International nuclear inspectors will visit two sites in Iran in the coming days, the country’s official news agency reported Sunday, as an official said that would fulfill a series of demands made by the United Nations nuclear watchdog.
The demands by the International Atomic Energy Agency, which Iran was required to meet by May 15, include releasing information about its efforts to develop a type of explosive detonator that can be used in nuclear weapons.

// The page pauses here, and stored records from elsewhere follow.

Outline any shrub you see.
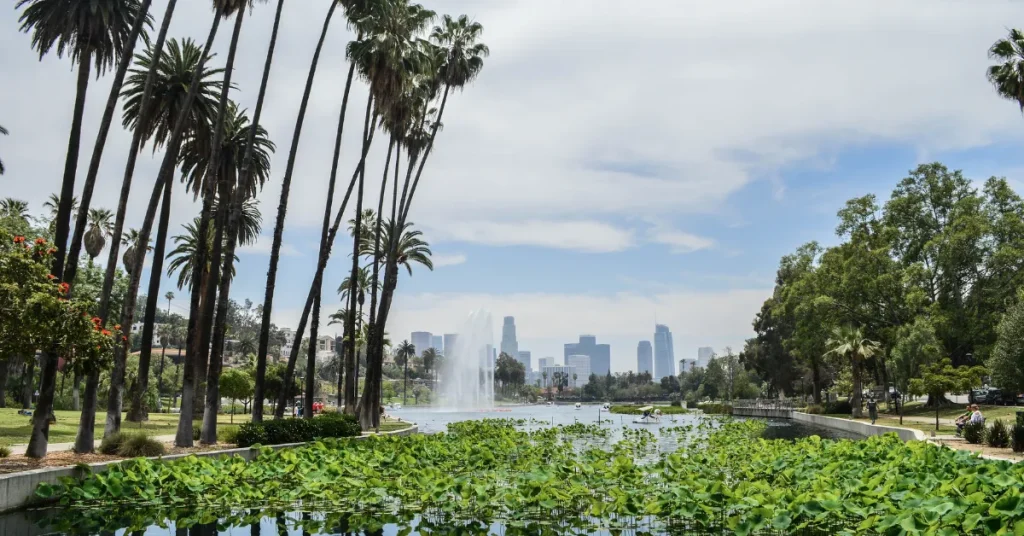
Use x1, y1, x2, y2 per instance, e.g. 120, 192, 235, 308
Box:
804, 404, 825, 415
824, 400, 853, 415
217, 424, 239, 445
99, 431, 126, 456
118, 434, 164, 458
987, 419, 1010, 449
697, 402, 732, 415
236, 412, 362, 447
1010, 423, 1024, 452
964, 422, 985, 445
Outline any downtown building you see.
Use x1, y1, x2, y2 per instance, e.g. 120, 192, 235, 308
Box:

A report by Iran’s official IRNA news agency quoted Behrouz Kamalvandi, spokesman of Iran’s atomic department, as saying the inspectors will visit a uranium mine and a uranium-thickening facility in the central Iranian towns of Ardakan and Yazd on Monday and Tuesday.
“Following the visit, Iran will be able to say that the seven-agreed measures between Iran and the agency have fulfilled,” Kamalvandi said. “Already six steps have been taken.”
His comments refer to an agreement between the U.N. nuclear watchdog and Iran in February.
The other demands included access to nuclear sites and more information about its enrichment process.
The inspectors’ visit comes as expert-level talks will begin on Monday in NY between Iran and representatives from world powers that struck an initial nuclear deal with the Islamic Republic in November.
Under that deal, Tehran stopped enrichment of uranium to 20 percent — which is a possible pathway to nuclear arms — in exchange for the easing of some Western sanctions. It also agreed to dilute half of its 20 percent enriched uranium into 5 percent and turn the remaining half into oxide, which is very difficult to be used for bomb-making materials.
Now, negotiators from Iran, Britain, China, France, Germany, Russia and the U.S. will attempt to make a final deal before a July 20 deadline.